Search code examples
phpperformancefilelarge-filesiconv

PHP using iconv to convert large files


I need to convert text files' character encodings without hogging the server's memory, while the input file is user configured and its size isn't limited.

Would it be more efficient to wrap an unix's iconv command using exec() (which I'd rather avoid, although I already use it in the application for other file operations), or should I read the file line by line and output it into another file?

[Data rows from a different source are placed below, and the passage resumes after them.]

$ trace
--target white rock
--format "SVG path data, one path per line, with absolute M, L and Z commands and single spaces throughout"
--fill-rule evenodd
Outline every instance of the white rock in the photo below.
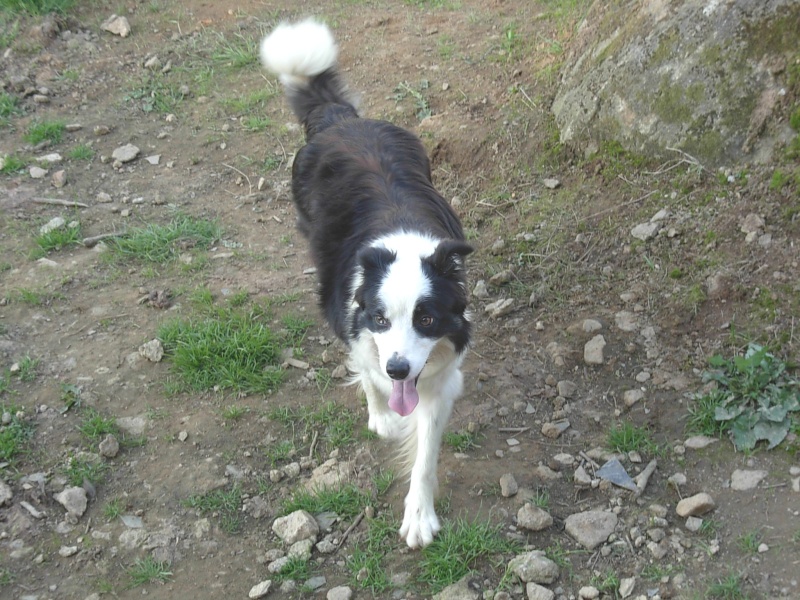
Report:
M 703 526 L 703 519 L 700 517 L 686 517 L 686 529 L 692 533 L 697 533 Z
M 272 524 L 275 532 L 285 544 L 294 544 L 300 540 L 314 539 L 319 534 L 319 525 L 316 519 L 305 510 L 297 510 L 290 515 L 275 519 Z
M 100 456 L 114 458 L 117 454 L 119 454 L 119 441 L 117 441 L 117 438 L 109 433 L 103 439 L 103 441 L 100 442 L 97 450 L 100 453 Z
M 600 331 L 603 328 L 603 324 L 595 319 L 584 319 L 581 327 L 585 333 L 594 333 L 595 331 Z
M 148 422 L 146 417 L 117 418 L 117 427 L 119 427 L 125 433 L 132 435 L 134 437 L 143 435 L 145 430 L 147 429 L 147 425 Z
M 500 298 L 486 305 L 485 312 L 492 318 L 497 319 L 505 316 L 514 309 L 513 298 Z
M 737 492 L 755 489 L 767 475 L 769 473 L 763 470 L 736 469 L 731 475 L 731 489 Z
M 740 227 L 740 231 L 742 233 L 751 234 L 751 233 L 758 233 L 762 229 L 764 229 L 764 219 L 755 213 L 750 213 L 747 215 L 744 220 L 742 221 L 742 225 Z
M 594 550 L 614 533 L 619 518 L 611 512 L 588 510 L 567 517 L 566 532 L 587 550 Z
M 599 597 L 600 590 L 593 585 L 586 585 L 578 590 L 578 598 L 581 600 L 596 600 Z
M 707 435 L 694 435 L 688 438 L 683 445 L 691 450 L 701 450 L 711 444 L 717 443 L 719 440 L 717 438 L 709 437 Z
M 639 329 L 639 320 L 636 315 L 627 310 L 621 310 L 614 315 L 614 324 L 621 331 L 636 331 Z
M 636 587 L 635 577 L 625 577 L 619 581 L 619 595 L 622 598 L 627 598 L 633 593 L 633 588 Z
M 75 517 L 82 516 L 89 504 L 86 490 L 82 487 L 68 487 L 63 492 L 56 494 L 55 499 L 70 515 Z
M 47 163 L 49 165 L 60 163 L 64 160 L 64 157 L 61 156 L 58 152 L 51 152 L 50 154 L 45 154 L 44 156 L 40 156 L 36 159 L 37 162 L 40 163 Z
M 642 240 L 646 242 L 647 240 L 653 239 L 658 230 L 661 229 L 660 223 L 640 223 L 633 229 L 631 229 L 631 235 L 635 237 L 637 240 Z
M 263 598 L 269 593 L 269 588 L 272 587 L 272 580 L 267 579 L 266 581 L 262 581 L 261 583 L 257 583 L 253 587 L 250 588 L 250 592 L 247 594 L 248 598 Z
M 472 295 L 476 298 L 488 298 L 489 290 L 486 287 L 486 281 L 479 279 L 478 283 L 475 284 L 475 288 L 472 290 Z
M 139 152 L 139 148 L 133 144 L 125 144 L 114 150 L 114 152 L 111 153 L 111 158 L 121 163 L 127 163 L 139 156 Z
M 514 475 L 512 473 L 505 473 L 500 477 L 500 494 L 503 496 L 503 498 L 516 496 L 518 491 L 519 485 L 517 484 L 517 480 L 514 479 Z
M 108 31 L 120 37 L 128 37 L 131 33 L 131 24 L 128 19 L 117 15 L 111 15 L 100 25 L 100 29 Z
M 11 502 L 11 498 L 14 497 L 14 493 L 11 491 L 9 485 L 0 479 L 0 506 L 8 504 Z
M 139 354 L 150 362 L 159 362 L 164 357 L 164 346 L 155 338 L 139 346 Z
M 39 227 L 39 233 L 42 235 L 47 235 L 51 231 L 61 229 L 66 224 L 67 221 L 63 217 L 53 217 L 47 223 Z
M 606 347 L 606 339 L 602 335 L 596 335 L 586 342 L 583 347 L 583 360 L 587 365 L 602 365 L 605 361 L 603 348 Z
M 63 556 L 64 558 L 67 558 L 69 556 L 75 556 L 77 553 L 78 553 L 77 546 L 61 546 L 61 548 L 58 549 L 58 555 Z
M 525 585 L 525 595 L 528 596 L 528 600 L 553 600 L 556 597 L 552 590 L 532 581 Z
M 546 510 L 526 502 L 517 511 L 517 525 L 531 531 L 541 531 L 553 524 L 553 517 Z
M 628 408 L 639 402 L 642 398 L 644 398 L 644 392 L 642 390 L 625 390 L 622 394 L 622 401 Z
M 508 568 L 525 583 L 553 583 L 558 579 L 558 565 L 547 558 L 541 550 L 515 556 Z
M 658 211 L 656 214 L 650 217 L 650 222 L 657 223 L 658 221 L 663 221 L 668 216 L 669 216 L 669 211 L 666 208 L 662 208 L 660 211 Z
M 42 179 L 45 175 L 47 175 L 47 169 L 33 166 L 28 169 L 28 173 L 30 173 L 31 179 Z
M 702 492 L 678 502 L 675 512 L 681 517 L 696 517 L 704 515 L 716 507 L 717 504 L 714 502 L 714 498 L 710 494 Z
M 353 590 L 346 585 L 339 585 L 328 590 L 327 600 L 350 600 L 353 597 Z
M 544 179 L 542 183 L 544 184 L 544 187 L 546 187 L 549 190 L 554 190 L 561 185 L 561 182 L 558 179 L 551 179 L 551 178 Z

I'm thinking working this way:

$in = fopen("in.txt", "r");
$out = fopen("out.txt", "w+");
while(($line = fgets($in, 4096)) !== false) {
    $converted = iconv($charset["in"], $charset["out"], $line);
    fwrite($out, $converted);
}
rename("out.txt", "in.txt");

Is there any better approach to convert the file fast and efficiently? I'm thinking this might be rather CPU intensive, but then I believe iconv itself is an expensive task so I'm not sure if I can make it actually not eat the server much at all.

Thanks!


Solution

  • Alright, thanks for the input, I did "my homework" based on it and got the results, working with 50MB sample of actual CSV data:

    First, iterating over the file using PHP:

    $in = fopen("a.txt", "r");
    $out = fopen("p.txt", "w+");
    
    $start = microtime(true);
    
    while(($line = fgets($in)) !== false) {
        $converted = iconv("UTF-8", "EUC-JP//TRANSLIT", $line);
        fwrite($out, $converted);
    }
    
    $elapsed = microtime(true) - $start;
    echo "<br>Iconv took $elapsed seconds\r\n";
    


    Iconv took 2.2817220687866 seconds

    That's not so bad I guess, so I tried the exact same approach in #bash, so it wouldn't have to load all the file but iterate over each line instead (which might not exactly happen as I understand what Lajos Veres answered). Indeed, this method wasn't exactly efficient (CPU was under a heavy load all the time). Also, the output file is smaller than the other 2, although after a quick look it looks the same, so I must have made a mistake in the bash script, however, that shouldn't have such effect on performance anyway:

    #!/bin/bash
    echo "" > b.txt
    time echo $(
        while read line
        do
            echo $line |iconv -f utf-8 -t EUC-JP//TRANSLIT >> b.txt
        done < a.txt
    )
    

    real 9m40.535s user 2m2.191s sys 3m18.993s

    And then the classic approach which I would have expected to hog the memory, however, checking the CPU/Memory usage, it didn't seem to take any more memory than any other approach, therefore being a winner:

    #!/bin/bash
    time echo $(
        iconv -f utf-8 -t EUC-JP//TRANSLIT a.txt -o b2.txt
    )
    

    real 0m0.256s user 0m0.195s sys 0m0.060s

    I'll try to get a bigger file sample to test the 2 more efficient methods to make sure the memory usage doesn't get significant, however, the result seems obvious enough to assume the single pass through the whole file in bash is the most efficient (I didn't try that in PHP, as I believe loading an entire file to an array/string in PHP isn't ever a good idea).